NAME
Lucy::Index::DataWriter - Write data to an index.
SYNOPSIS
# Abstract base class.
DESCRIPTION
DataWriter is an abstract base class for writing index data, generally in segment-sized chunks. Each component of an index – e.g. stored fields, lexicon, postings, deletions – is represented by a DataWriter/DataReader pair.
Components may be specified per index by subclassing Architecture.
CONSTRUCTORS
new
my $writer = MyDataWriter->new(
snapshot => $snapshot, # required
segment => $segment, # required
polyreader => $polyreader, # required
);
Abstract constructor.
snapshot - The Snapshot that will be committed at the end of the indexing session.
segment - The Segment in progress.
polyreader - A PolyReader representing all existing data in the index. (If the index is brand new, the PolyReader will have no sub-readers).
ABSTRACT METHODS
add_segment
$data_writer->add_segment(
reader => $reader # required
doc_map => $doc_map # default: undef
);
Add content from an existing segment into the one currently being written.
reader - The SegReader containing content to add.
doc_map - An array of integers mapping old document ids to new. Deleted documents are mapped to 0, indicating that they should be skipped.
finish
$data_writer->finish();
Complete the segment: close all streams, store metadata, etc.
format
my $int = $data_writer->format();
Every writer must specify a file format revision number, which should increment each time the format changes. Responsibility for revision checking is left to the companion DataReader.
METHODS
delete_segment
$data_writer->delete_segment($reader);
Remove a segment’s data. The default implementation is a no-op, as all files within the segment directory will be automatically deleted.
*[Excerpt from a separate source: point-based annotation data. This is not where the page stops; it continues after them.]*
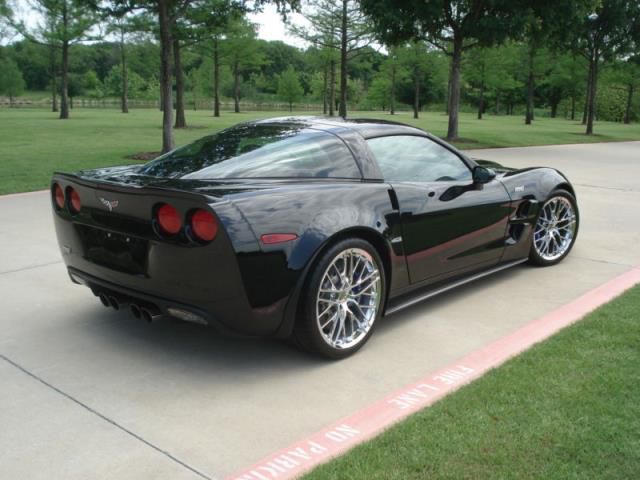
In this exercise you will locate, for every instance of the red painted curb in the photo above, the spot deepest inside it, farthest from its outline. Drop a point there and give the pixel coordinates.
(21, 194)
(344, 434)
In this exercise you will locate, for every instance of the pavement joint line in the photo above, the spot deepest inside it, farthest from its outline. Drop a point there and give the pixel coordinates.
(618, 189)
(21, 194)
(606, 262)
(105, 418)
(30, 267)
(339, 437)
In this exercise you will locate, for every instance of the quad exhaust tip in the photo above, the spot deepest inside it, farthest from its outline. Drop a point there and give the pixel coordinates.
(104, 300)
(145, 313)
(113, 301)
(135, 311)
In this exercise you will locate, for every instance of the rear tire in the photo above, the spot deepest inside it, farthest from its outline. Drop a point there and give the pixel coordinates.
(342, 300)
(555, 230)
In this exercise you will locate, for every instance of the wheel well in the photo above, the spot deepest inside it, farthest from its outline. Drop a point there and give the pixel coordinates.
(369, 235)
(567, 187)
(375, 239)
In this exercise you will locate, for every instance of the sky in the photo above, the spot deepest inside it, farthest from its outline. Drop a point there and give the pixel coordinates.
(269, 22)
(271, 26)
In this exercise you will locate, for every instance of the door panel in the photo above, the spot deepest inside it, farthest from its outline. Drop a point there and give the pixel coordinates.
(449, 227)
(450, 224)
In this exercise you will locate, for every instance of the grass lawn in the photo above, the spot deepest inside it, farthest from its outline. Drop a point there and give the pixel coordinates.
(34, 143)
(569, 408)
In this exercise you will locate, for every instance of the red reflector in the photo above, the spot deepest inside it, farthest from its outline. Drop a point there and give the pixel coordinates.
(204, 225)
(169, 219)
(58, 195)
(74, 197)
(271, 238)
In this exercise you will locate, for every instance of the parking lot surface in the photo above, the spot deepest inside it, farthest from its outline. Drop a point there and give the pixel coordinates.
(87, 392)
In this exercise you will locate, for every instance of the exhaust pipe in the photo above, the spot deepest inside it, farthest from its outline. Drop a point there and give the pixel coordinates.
(104, 300)
(113, 301)
(135, 311)
(149, 315)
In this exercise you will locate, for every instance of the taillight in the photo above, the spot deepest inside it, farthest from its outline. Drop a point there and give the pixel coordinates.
(58, 195)
(74, 201)
(204, 225)
(169, 219)
(271, 238)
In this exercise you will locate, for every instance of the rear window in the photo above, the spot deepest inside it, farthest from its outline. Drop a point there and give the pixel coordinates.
(258, 151)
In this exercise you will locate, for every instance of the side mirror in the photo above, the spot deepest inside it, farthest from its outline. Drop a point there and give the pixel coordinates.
(483, 175)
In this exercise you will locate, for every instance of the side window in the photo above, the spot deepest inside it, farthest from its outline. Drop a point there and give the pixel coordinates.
(406, 158)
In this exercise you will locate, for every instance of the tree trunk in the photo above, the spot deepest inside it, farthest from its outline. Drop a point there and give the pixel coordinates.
(392, 96)
(454, 97)
(591, 111)
(448, 97)
(64, 94)
(216, 78)
(124, 100)
(332, 87)
(54, 79)
(181, 121)
(587, 93)
(165, 77)
(236, 87)
(325, 82)
(627, 110)
(416, 94)
(530, 86)
(342, 110)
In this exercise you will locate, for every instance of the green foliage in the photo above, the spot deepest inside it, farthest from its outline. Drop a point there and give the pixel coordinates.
(33, 145)
(136, 85)
(379, 94)
(289, 88)
(11, 81)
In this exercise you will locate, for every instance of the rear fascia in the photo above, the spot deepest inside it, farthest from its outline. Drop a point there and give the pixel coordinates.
(203, 278)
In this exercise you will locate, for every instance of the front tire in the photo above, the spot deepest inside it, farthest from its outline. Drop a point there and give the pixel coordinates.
(556, 229)
(342, 301)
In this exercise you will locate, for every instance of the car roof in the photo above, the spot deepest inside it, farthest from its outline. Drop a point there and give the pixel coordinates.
(366, 127)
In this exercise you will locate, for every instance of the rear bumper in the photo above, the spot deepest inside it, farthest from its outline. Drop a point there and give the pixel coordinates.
(156, 306)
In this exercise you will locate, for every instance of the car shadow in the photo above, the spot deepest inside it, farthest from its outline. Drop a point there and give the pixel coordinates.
(205, 351)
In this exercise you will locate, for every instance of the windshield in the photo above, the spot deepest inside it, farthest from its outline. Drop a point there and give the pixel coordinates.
(258, 151)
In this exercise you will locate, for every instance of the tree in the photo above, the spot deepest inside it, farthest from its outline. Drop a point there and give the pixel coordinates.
(242, 53)
(289, 88)
(122, 26)
(337, 25)
(415, 59)
(209, 23)
(608, 31)
(11, 81)
(5, 16)
(630, 76)
(395, 72)
(451, 25)
(380, 92)
(63, 23)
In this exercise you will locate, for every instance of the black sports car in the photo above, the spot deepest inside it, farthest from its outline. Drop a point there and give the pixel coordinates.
(302, 227)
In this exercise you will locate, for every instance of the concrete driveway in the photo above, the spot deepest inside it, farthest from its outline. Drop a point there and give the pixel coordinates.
(87, 392)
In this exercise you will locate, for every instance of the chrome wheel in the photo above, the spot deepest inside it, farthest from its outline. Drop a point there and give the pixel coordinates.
(348, 298)
(555, 229)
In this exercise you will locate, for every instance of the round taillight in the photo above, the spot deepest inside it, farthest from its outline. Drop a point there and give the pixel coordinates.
(74, 201)
(204, 225)
(58, 195)
(169, 219)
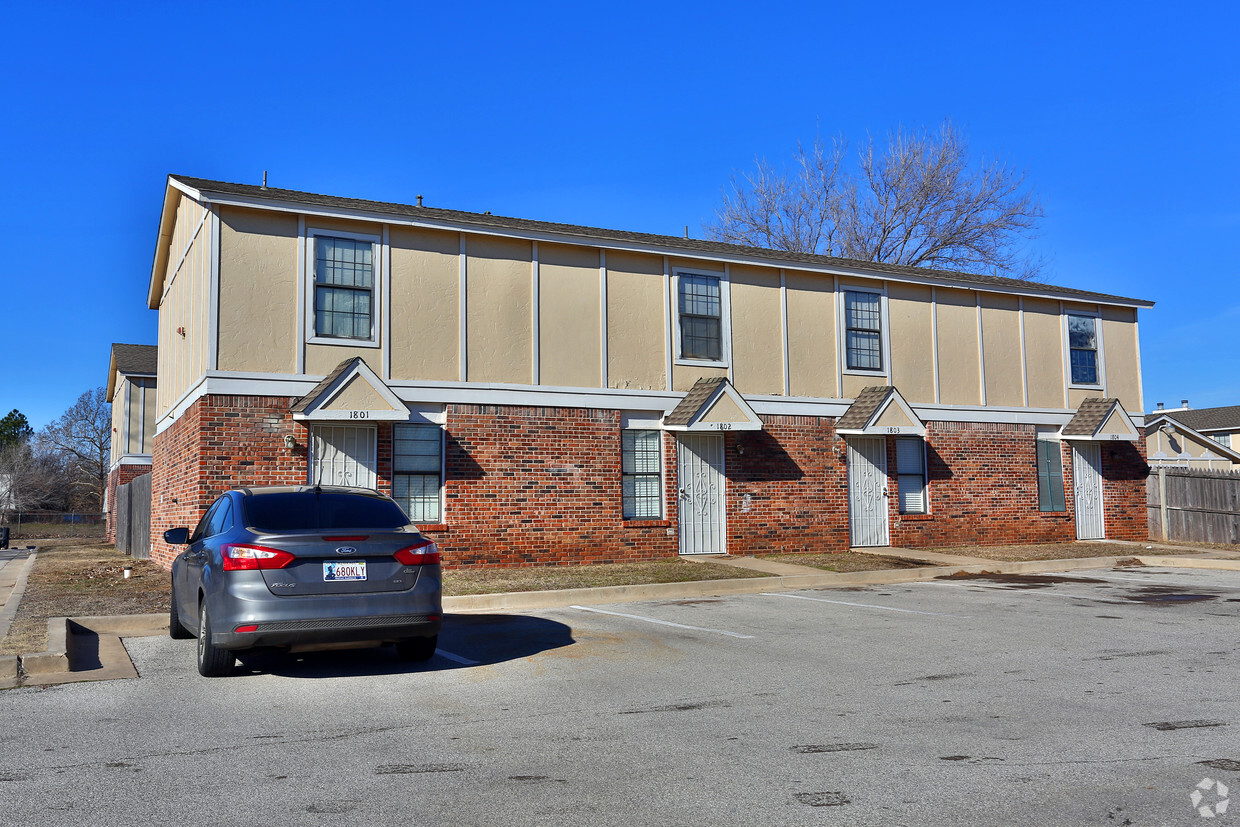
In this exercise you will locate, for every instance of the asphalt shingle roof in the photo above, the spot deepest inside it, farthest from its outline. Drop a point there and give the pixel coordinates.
(135, 358)
(863, 407)
(697, 396)
(1089, 417)
(670, 242)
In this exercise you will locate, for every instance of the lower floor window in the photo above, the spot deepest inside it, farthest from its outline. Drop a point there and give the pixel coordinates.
(641, 474)
(910, 463)
(417, 470)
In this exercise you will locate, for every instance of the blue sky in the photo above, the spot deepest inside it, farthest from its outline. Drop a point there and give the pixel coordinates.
(1126, 117)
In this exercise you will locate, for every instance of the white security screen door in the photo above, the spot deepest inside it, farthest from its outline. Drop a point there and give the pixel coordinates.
(344, 456)
(701, 476)
(1088, 487)
(867, 492)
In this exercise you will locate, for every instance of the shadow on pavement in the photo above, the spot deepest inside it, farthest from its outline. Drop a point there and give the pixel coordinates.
(466, 641)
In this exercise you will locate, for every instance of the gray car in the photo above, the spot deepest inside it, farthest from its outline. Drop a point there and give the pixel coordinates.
(304, 567)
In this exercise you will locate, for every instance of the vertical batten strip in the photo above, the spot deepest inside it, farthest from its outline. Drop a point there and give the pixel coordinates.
(213, 290)
(783, 324)
(386, 306)
(841, 336)
(536, 314)
(603, 313)
(934, 339)
(463, 358)
(981, 349)
(1024, 358)
(668, 320)
(303, 304)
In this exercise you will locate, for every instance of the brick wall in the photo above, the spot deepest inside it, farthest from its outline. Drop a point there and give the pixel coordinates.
(530, 486)
(533, 486)
(220, 443)
(119, 476)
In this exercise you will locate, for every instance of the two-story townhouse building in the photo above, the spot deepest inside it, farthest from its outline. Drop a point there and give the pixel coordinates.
(535, 392)
(132, 392)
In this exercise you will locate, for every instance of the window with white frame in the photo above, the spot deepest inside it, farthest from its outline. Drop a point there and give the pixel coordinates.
(344, 288)
(641, 474)
(1083, 349)
(699, 309)
(910, 464)
(417, 470)
(863, 330)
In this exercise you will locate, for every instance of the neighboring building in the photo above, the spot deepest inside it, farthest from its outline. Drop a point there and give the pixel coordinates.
(535, 392)
(1202, 438)
(132, 392)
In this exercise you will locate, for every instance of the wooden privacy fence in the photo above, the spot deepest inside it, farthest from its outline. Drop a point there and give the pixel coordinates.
(134, 517)
(1193, 505)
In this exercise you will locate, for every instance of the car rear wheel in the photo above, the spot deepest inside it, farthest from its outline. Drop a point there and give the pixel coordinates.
(213, 662)
(417, 649)
(176, 630)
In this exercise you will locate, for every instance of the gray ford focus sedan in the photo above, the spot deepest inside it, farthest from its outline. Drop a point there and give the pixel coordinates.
(304, 567)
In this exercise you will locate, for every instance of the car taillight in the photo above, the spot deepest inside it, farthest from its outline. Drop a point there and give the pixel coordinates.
(239, 557)
(424, 553)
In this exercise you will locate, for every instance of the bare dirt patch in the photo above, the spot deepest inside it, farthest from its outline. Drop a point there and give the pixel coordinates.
(458, 582)
(843, 562)
(72, 579)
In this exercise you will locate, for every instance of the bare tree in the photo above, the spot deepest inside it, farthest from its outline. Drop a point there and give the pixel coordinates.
(82, 435)
(918, 201)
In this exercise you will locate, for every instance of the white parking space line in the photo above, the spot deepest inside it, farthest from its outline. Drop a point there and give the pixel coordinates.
(864, 605)
(664, 623)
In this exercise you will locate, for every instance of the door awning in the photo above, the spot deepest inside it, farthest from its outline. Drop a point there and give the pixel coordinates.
(712, 404)
(351, 393)
(1100, 419)
(879, 411)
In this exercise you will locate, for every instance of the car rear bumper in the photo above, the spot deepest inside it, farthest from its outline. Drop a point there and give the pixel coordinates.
(329, 630)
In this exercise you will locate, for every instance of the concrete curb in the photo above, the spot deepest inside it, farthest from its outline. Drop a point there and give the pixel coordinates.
(523, 600)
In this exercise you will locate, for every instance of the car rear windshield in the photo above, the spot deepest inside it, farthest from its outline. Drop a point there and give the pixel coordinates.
(294, 510)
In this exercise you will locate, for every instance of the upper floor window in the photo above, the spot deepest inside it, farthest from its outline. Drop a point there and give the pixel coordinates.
(863, 330)
(344, 288)
(1083, 349)
(701, 316)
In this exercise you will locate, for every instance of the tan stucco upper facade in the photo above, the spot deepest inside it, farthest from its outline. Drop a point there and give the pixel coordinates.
(501, 310)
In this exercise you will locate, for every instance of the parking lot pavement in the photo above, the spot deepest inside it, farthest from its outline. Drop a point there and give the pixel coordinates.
(1104, 697)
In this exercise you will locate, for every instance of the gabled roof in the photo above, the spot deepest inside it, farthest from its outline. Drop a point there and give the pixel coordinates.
(130, 360)
(1205, 419)
(712, 404)
(351, 392)
(879, 411)
(1100, 418)
(275, 199)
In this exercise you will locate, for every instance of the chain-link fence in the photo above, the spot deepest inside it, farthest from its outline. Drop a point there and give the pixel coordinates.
(48, 525)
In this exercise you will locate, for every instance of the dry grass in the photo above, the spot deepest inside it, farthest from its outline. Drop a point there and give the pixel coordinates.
(458, 582)
(842, 562)
(1055, 551)
(72, 579)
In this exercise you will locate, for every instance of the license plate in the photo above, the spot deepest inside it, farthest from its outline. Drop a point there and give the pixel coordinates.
(344, 570)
Subclasses which manage their own files outside of the segment system should override this method and use it as a trigger for cleaning up obsolete data.
reader - The SegReader containing content to merge, which must represent a segment which is part of the the current snapshot.
merge_segment
$data_writer->merge_segment(
reader => $reader # required
doc_map => $doc_map # default: undef
);
Move content from an existing segment into the one currently being written.
The default implementation calls add_segment() then delete_segment().
reader - The SegReader containing content to merge, which must represent a segment which is part of the the current snapshot.
doc_map - An array of integers mapping old document ids to new. Deleted documents are mapped to 0, indicating that they should be skipped.
metadata
my $hashref = $data_writer->metadata();
Arbitrary metadata to be serialized and stored by the Segment. The default implementation supplies a hash with a single key-value pair for “format”.
get_snapshot
my $snapshot = $data_writer->get_snapshot();
Accessor for “snapshot” member var.
get_segment
my $segment = $data_writer->get_segment();
Accessor for “segment” member var.
get_polyreader
my $poly_reader = $data_writer->get_polyreader();
Accessor for “polyreader” member var.
get_schema
my $schema = $data_writer->get_schema();
Accessor for “schema” member var.
get_folder
my $folder = $data_writer->get_folder();
Accessor for “folder” member var.
INHERITANCE
Lucy::Index::DataWriter isa Clownfish::Obj.